= Fregeneda–Almendra pegmatitic field =

The Fregeneda–Almendra pegmatitic field is a geologic area in the Iberian Peninsula extending across the Portuguese district of Guarda and the Spanish province of Salamanca. Part of the Central Iberian Zone, it is located in the western part of a narrow E–W metamorphic belt. It consists of a variety of granitic pegmatites, where some rocks are rich in lithium. The Li minerals include spodumene, petalite, lithian muscovite and montebrasite.

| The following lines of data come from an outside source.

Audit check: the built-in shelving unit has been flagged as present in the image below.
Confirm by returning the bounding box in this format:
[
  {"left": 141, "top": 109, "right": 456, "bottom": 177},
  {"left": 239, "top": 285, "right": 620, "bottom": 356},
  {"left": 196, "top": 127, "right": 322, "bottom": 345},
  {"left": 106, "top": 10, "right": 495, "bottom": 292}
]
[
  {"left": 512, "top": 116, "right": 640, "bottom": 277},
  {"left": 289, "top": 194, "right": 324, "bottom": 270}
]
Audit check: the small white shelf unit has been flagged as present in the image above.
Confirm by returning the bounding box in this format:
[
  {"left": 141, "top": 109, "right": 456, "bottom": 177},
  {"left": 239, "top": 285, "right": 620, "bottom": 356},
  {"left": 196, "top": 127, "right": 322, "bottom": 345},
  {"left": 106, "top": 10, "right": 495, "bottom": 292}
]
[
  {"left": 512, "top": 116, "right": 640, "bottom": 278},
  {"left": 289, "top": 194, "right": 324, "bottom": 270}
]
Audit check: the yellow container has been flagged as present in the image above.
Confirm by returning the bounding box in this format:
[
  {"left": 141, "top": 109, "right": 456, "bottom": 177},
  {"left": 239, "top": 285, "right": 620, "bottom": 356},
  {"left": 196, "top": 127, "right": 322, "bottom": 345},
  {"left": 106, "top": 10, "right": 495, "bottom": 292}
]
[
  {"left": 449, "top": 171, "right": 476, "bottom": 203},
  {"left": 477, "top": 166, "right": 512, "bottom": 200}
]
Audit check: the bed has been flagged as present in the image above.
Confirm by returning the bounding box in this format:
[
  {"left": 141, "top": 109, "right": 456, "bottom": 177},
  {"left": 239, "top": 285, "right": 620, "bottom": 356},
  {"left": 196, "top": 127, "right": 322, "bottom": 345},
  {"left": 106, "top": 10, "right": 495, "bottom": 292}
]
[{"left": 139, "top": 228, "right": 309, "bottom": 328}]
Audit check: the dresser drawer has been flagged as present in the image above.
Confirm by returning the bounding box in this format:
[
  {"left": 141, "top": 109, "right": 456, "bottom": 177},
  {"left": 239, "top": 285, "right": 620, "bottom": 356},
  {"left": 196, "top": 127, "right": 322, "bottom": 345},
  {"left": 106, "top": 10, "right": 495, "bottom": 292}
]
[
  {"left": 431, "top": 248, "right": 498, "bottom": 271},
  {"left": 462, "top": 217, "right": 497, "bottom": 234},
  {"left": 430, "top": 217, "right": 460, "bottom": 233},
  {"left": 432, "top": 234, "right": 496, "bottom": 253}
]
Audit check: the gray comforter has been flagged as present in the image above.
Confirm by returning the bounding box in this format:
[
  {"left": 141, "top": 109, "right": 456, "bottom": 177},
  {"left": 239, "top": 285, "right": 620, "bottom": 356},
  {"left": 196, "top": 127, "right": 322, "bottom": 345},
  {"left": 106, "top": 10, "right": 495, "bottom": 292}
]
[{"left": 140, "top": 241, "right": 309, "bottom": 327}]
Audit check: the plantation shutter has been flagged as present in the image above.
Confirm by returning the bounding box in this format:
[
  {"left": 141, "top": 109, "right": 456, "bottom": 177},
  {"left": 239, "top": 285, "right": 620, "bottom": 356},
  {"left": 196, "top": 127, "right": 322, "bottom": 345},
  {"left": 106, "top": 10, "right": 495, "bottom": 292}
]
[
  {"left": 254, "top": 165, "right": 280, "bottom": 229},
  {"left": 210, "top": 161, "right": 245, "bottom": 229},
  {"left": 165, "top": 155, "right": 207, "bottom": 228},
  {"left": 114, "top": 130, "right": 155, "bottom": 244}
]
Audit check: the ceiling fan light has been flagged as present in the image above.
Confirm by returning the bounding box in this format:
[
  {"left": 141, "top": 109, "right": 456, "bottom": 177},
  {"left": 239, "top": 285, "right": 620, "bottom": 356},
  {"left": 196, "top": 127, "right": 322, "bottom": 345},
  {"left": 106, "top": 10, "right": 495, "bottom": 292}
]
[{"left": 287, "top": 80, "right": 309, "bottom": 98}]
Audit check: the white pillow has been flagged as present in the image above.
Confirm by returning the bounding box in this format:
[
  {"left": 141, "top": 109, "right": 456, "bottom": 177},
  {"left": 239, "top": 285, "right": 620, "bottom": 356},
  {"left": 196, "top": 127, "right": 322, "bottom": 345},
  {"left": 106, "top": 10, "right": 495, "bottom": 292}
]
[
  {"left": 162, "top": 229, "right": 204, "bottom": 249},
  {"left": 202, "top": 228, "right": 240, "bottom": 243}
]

A mining site for the extraction of lithium, tin, niobium and tantalium is located in La Fregeneda area.

== Bibliography ==
- References

- Bibliography
- Roda Robles, E. (1999). "The granitic pegmatites of the Fregeneda area (Salamanca, Spain): characteristics and petrogenesis"
- Roda, E. (2007). "The Fregeneda – Almendra pegmatitic field (Spain & Portugal): mineral assemblages and regional zonation"
- Roda-Robles, E. (2016). "Geology and mineralogy of Li mineralization in the Central Iberian Zone (Spain and Portugal)"
- Roda-Robles, Encarnación (2010). "Chemical variations and significance of phosphates from the Fregeneda-Almendra pegmatite field, Central Iberian Zone (Spain and Portugal)"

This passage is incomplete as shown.